The attack was recorded on a cellphone and the video went viral. In spite of the outrage and clear evidence, which prompted several demonstrations organized by mostly Puerto Rican women, it took more than two weeks for the city to charge Josey with simple assault and dismiss him from his job. The Fraternal Order of Police as usual condoned the crime and even held a fundraiser for him.
In an attempt to erase the crime from the public’s mind, what had originally been broad media coverage gave way to complete silence. Activists who had organized demonstrations in the fall were kept unaware of trial dates.
After verdict, revelation about judge
Finally, on Feb. 12, the case was heard in Municipal Court. What happened illustrates the impunity that exists all over the U.S. when it comes to police brutality cases.
The trial against Josey was riddled with impropriety from day one. It lasted only three hours. There was no jury. The court was packed with over 100 police supporting Josey. Judge Patrick Dugan refused to admit the video as evidence, calling it “infamous.” Then, saying he “needed more time to digest this,” Dugan said he would announce his verdict from the bench on Feb. 26. (Daily News, Feb. 28)
Dugan’s verdict was “not guilty.” The courtroom again was packed beyond limit with police, who cheered the judge’s ruling, something not tolerated in any other courtroom. But this was a “family” reunion. It was revealed later that day that unbeknownst to Guzmán’s lawyer, Enrique Latoison, the judge is married to a police officer and is supported and endorsed by the FOP.
Judge Dugan’s spouse, Philadelphia Police Officer Nancy Farrell Dugan, attended both court sessions. Latoison told demonstrators on March 1, “When it was brought to my attention that his wife was a police officer, it was very surprising. I consider it to be a conflict of interest.”

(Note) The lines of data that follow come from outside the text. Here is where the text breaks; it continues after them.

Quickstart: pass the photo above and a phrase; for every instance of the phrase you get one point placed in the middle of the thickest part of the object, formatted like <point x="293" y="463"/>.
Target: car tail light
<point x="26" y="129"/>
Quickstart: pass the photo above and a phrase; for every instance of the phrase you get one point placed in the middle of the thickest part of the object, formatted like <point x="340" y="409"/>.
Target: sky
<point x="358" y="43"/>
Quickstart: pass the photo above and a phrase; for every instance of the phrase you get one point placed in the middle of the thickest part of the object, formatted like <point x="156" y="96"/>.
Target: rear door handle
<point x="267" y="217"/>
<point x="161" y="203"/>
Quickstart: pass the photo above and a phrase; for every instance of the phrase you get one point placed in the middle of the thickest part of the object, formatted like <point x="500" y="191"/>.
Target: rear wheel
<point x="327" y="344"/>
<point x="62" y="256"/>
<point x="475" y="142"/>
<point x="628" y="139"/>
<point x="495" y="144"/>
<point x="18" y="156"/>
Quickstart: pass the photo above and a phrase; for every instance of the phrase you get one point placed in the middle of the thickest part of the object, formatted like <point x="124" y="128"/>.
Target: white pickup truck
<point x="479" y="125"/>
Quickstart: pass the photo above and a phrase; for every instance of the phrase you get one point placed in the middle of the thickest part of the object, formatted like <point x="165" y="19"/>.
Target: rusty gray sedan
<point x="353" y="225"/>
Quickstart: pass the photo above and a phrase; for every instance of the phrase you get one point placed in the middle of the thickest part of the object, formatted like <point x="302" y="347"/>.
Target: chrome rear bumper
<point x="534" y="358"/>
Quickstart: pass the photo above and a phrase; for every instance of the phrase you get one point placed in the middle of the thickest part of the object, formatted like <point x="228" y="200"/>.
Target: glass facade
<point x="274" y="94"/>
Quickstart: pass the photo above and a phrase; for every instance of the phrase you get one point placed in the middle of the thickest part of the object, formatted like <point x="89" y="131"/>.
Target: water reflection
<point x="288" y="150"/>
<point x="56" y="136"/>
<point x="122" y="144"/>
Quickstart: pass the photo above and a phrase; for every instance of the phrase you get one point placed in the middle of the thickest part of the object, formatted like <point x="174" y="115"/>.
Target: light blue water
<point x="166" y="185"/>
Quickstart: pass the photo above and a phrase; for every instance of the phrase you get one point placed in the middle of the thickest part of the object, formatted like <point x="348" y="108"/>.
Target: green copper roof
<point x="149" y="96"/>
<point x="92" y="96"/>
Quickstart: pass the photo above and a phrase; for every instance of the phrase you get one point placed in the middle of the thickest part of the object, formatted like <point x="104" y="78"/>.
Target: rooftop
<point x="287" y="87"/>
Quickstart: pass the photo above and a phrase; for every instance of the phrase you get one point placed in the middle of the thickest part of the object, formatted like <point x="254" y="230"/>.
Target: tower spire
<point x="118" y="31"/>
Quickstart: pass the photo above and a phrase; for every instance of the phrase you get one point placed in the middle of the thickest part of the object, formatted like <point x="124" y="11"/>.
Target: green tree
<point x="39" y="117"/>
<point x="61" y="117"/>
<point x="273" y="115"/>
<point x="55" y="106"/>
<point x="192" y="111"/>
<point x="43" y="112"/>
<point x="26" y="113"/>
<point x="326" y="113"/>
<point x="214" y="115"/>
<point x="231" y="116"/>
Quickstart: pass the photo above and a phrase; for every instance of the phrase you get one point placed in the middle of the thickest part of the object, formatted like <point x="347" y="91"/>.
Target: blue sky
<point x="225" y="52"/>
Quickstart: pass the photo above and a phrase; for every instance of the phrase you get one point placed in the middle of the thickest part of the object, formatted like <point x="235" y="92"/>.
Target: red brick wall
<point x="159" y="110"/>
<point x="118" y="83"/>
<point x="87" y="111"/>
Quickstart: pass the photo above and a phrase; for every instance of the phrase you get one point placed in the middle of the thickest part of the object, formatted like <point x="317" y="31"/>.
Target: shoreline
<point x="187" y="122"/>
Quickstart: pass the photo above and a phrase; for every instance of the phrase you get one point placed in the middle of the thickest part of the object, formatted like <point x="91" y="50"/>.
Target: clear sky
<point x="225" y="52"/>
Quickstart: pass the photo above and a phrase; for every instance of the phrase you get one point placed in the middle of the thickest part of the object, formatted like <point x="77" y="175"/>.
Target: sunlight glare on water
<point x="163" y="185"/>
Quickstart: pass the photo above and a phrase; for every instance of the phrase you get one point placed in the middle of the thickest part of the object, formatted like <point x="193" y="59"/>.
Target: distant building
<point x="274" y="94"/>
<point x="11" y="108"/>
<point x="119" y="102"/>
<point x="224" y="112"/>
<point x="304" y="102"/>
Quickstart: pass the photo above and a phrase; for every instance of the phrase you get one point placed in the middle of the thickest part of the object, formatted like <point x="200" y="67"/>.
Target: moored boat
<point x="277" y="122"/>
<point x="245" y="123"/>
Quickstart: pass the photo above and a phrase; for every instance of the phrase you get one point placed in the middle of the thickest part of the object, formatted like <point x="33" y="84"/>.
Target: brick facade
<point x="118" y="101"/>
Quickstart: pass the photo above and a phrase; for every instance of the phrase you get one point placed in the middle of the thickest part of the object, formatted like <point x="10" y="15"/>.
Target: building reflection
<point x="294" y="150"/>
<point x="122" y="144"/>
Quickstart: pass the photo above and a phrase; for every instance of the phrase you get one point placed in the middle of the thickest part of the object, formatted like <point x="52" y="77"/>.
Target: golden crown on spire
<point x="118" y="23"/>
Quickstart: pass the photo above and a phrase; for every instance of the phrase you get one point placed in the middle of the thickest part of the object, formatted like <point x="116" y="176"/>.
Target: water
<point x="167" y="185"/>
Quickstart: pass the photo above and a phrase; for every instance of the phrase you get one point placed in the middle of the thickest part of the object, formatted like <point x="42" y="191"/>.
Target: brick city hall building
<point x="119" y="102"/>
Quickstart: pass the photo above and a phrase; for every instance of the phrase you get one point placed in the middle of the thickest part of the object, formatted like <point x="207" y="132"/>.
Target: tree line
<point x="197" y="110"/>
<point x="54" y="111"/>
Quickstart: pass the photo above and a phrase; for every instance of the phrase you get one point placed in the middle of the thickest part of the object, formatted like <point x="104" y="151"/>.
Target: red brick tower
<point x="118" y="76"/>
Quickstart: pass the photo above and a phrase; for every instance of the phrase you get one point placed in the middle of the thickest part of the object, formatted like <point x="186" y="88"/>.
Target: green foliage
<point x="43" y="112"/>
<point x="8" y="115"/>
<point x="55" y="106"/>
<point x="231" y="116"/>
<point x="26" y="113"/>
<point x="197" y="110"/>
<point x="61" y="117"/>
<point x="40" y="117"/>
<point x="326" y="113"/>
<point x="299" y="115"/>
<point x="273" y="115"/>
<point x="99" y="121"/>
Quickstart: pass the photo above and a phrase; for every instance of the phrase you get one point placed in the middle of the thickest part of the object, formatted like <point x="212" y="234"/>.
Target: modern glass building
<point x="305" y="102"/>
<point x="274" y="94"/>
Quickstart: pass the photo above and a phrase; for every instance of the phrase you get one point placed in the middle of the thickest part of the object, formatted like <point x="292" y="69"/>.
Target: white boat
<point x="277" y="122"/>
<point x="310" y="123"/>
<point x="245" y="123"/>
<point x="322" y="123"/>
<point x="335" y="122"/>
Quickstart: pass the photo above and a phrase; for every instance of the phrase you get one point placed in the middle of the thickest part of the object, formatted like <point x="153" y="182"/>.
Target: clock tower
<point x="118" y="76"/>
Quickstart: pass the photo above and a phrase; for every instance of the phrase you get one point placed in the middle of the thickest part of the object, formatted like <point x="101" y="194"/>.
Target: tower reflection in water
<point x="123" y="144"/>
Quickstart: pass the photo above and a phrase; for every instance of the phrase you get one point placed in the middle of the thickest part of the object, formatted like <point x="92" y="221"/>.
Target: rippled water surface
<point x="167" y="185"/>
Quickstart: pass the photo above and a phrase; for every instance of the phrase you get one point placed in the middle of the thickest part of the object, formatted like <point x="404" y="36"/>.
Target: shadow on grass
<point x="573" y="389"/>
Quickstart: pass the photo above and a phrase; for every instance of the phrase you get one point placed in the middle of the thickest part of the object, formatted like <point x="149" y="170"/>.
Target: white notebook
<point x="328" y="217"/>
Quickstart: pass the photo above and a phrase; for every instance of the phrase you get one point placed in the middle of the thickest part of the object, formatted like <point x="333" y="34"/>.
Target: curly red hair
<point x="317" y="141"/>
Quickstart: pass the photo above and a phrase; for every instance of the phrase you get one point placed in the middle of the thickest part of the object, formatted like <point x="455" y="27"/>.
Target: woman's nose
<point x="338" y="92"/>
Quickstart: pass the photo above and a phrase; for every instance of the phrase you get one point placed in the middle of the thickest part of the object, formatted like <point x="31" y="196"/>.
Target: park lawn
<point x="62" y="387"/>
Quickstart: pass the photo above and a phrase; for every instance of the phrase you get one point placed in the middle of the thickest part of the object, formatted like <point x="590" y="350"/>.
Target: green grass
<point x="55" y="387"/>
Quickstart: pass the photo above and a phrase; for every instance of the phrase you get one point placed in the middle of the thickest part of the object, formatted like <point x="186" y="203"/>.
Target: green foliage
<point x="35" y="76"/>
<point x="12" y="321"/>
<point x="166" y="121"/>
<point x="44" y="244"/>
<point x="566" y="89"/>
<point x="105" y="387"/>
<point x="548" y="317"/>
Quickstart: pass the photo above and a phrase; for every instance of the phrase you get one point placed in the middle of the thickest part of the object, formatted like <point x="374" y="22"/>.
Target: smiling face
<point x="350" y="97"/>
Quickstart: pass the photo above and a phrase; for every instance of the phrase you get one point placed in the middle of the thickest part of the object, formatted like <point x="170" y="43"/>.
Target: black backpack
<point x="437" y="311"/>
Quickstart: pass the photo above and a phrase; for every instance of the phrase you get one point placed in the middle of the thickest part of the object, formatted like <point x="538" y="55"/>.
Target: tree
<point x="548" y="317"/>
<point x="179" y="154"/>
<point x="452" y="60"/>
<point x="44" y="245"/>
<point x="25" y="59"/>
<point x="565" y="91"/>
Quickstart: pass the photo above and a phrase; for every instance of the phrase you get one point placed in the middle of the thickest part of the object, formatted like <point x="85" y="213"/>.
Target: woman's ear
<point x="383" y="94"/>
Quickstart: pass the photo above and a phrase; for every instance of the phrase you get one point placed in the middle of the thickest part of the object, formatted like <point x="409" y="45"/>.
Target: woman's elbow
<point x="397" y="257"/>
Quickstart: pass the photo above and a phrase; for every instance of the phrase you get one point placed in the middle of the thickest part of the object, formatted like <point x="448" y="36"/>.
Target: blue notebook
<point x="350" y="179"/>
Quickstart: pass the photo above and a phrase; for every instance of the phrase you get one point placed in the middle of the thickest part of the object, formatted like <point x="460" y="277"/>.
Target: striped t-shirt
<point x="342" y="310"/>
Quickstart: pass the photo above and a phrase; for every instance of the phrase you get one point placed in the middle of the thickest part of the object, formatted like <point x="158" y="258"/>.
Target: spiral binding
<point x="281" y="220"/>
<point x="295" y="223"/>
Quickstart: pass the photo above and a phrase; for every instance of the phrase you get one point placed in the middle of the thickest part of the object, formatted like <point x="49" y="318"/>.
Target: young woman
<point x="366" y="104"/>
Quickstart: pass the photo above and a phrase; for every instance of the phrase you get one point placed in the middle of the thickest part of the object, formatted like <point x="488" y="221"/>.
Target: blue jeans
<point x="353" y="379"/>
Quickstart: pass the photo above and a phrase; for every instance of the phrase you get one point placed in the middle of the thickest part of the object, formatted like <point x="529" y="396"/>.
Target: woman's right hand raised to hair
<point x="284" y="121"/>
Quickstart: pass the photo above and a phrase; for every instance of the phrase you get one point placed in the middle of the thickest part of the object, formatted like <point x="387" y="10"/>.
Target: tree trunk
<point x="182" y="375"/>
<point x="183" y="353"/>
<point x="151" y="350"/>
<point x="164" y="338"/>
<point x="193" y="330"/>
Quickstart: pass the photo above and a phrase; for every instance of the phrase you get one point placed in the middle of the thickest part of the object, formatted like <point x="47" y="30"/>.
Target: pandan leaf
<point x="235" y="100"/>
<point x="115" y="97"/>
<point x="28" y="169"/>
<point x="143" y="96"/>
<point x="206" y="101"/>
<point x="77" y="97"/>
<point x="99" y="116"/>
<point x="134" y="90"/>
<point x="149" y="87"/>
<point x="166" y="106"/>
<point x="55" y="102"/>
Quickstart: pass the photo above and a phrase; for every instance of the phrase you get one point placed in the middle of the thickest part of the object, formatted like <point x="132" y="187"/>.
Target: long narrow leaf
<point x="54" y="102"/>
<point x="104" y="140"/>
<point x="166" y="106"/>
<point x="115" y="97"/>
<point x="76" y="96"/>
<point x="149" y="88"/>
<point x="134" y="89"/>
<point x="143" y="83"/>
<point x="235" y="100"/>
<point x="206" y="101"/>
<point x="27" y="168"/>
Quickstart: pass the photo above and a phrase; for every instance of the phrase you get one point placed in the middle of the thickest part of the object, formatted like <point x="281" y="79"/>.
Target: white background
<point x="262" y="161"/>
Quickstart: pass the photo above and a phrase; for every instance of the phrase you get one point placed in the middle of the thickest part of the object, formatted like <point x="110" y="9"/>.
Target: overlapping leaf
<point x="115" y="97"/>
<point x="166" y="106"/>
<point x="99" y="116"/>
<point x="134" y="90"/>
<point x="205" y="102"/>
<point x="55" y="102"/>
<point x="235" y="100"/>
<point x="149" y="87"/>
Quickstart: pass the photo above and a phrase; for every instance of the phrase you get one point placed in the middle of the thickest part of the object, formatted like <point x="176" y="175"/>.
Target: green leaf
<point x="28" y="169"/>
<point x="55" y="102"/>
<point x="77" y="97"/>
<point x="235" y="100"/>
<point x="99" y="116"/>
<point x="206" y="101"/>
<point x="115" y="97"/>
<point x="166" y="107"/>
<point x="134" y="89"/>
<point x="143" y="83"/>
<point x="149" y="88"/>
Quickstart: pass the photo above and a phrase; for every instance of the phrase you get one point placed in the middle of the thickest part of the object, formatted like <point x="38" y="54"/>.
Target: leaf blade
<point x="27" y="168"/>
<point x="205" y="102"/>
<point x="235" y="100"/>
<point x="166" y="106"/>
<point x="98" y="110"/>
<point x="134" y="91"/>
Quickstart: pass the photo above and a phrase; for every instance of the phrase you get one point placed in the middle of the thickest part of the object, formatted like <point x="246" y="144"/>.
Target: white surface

Several law experts have commented about this. Lynn A. Marks, the executive director of Pennsylvanians for Modern Courts, said, “At the least [Dugan] should have disclosed to the attorneys that his wife is a police officer, so they could decide if they wanted to bring a motion to recuse.” (phillynews.com, Feb. 28)
That would have been surprising in Philadelphia, a city infamous for police corruption and violence, particularly against Black and Latino/a people, and police influence through the FOP. This is the city that massacred the MOVE family in 1985 and has targeted Puerto Ricans and other people of color. This is a city where the police department receives between 700 and 800 complaints annually. (OpenDataPhilly.org)
Solidarity with Aida Guzmán
All these points were eloquently made by the speakers on March 1. Several dozen protesters, outraged at Dugan’s verdict, chanted slogans including “Dugan must go” and “We want justice.” At one point they stopped traffic on the busy street surrounding City Hall.
Solidarity with Guzmán was very strong, not only from Latinos/as, but from the African-American community as well. This was an important aspect, since the cop who attacked Guzmán is Black. Leaders from the African-American community, including Pam Africa from MOVE and the International Concerned Family and Friends of Mumia Abu-Jamal, progressive attorney Michael Coard, Temple University Professor Anthony Monteiro and others, made clear the necessity to join together in a Black-Brown alliance against police brutality. The thoroughly multinational crowd also included progressive white women and men.
Aida Guzmán attended the protest with her lawyer. Speaking in Spanish and visibly moved, she addressed the crowd, thanking them for their solidarity. Her lawyer stated that since Josey cannot be retried in municipal court, they will take the case to federal court, adding that in order to get the court to take the case, the people’s participation is crucial.